In summary, this study provides evidence that moderate-to-severe endometriosis is associated with both gut microbial dysbiosis and systemic immune activation. The identification of coordinated alterations in specific genera and inflammatory cytokines supports the concept of a disrupted gut-immune axis in endometriosis. These findings may inform the development of novel diagnostic tools and therapeutic strategies targeting microbial-immune interactions in this complex and burdensome disease.
5. Conclusions
This study demonstrates that endometriosis, particularly in its moderate-to-severe forms, is associated with a distinct pattern of gut microbial dysbiosis and systemic immune activation. We identified a progressive loss of microbial diversity, specific alterations in genera such as Prevotella and Blautia, and elevated levels of inflammatory cytokines including IL-6 and TNF-. Furthermore, statistically significant correlations were found between microbial and immunologic profiles.
These findings support the concept that endometriosis is a systemic inflammatory condition involving gut-immune crosstalk, rather than being a purely localized pelvic disorder. By integrating microbial and cytokine data within a unified analytic framework, this study provides novel insights into the pathophysiology of endometriosis and suggests that such signatures may serve as early biomarkers of disease severity or progression.

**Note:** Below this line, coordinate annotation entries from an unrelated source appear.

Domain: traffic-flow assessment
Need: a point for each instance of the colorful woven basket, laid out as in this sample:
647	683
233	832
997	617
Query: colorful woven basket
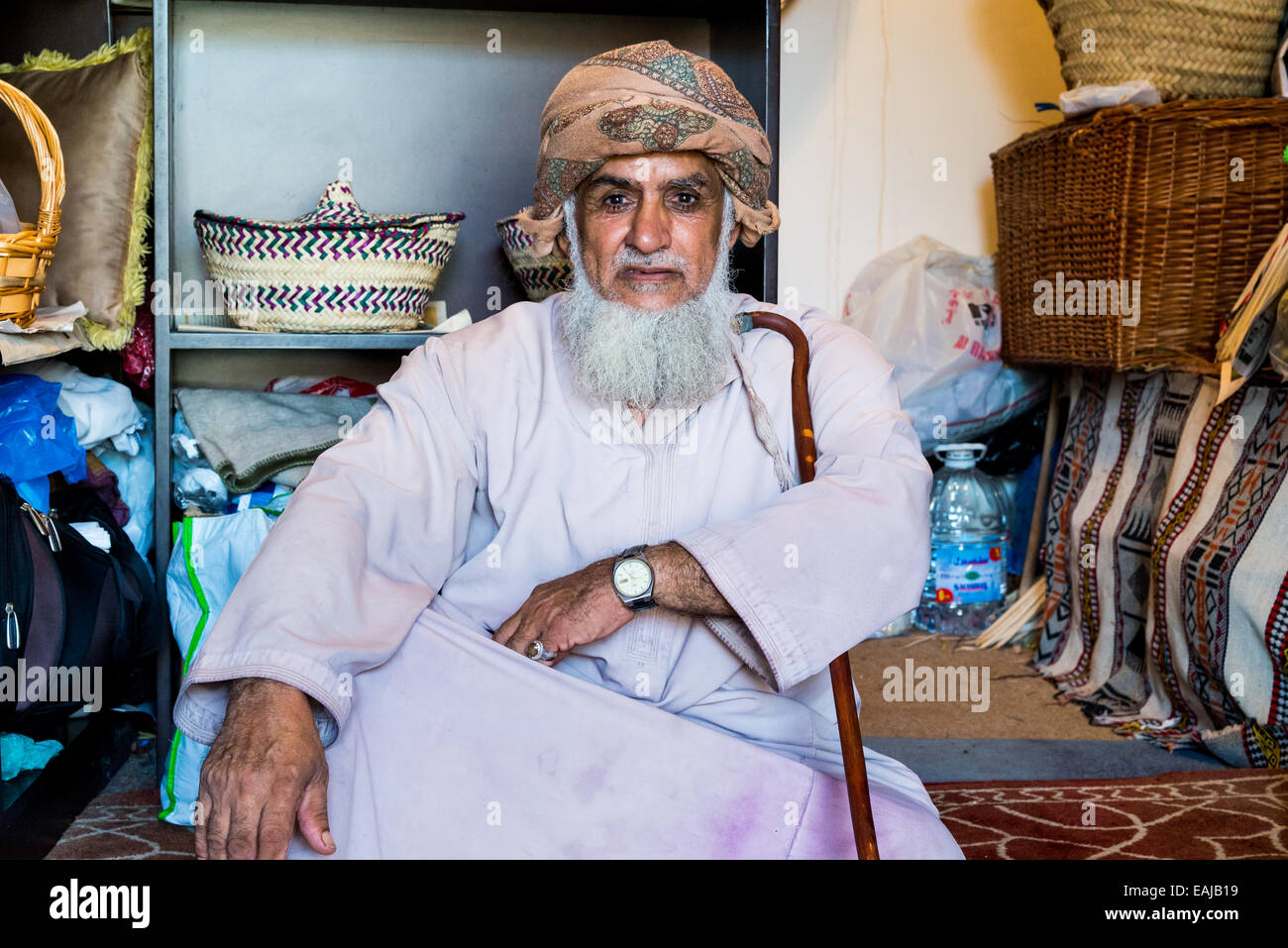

Future research should aim to validate these associations in larger, longitudinal cohorts and to explore whether targeted modulation of the gut microbiota provides therapeutic benefit in endometriosis. Research into the gut-immune axis is a promising frontier for gaining a better mechanistic understanding of this burdensome and often underdiagnosed disease, as well as for precision intervention.
Availability of Data and Materials
The datasets used and analyzed during the current study are available from the corresponding author on reasonable request.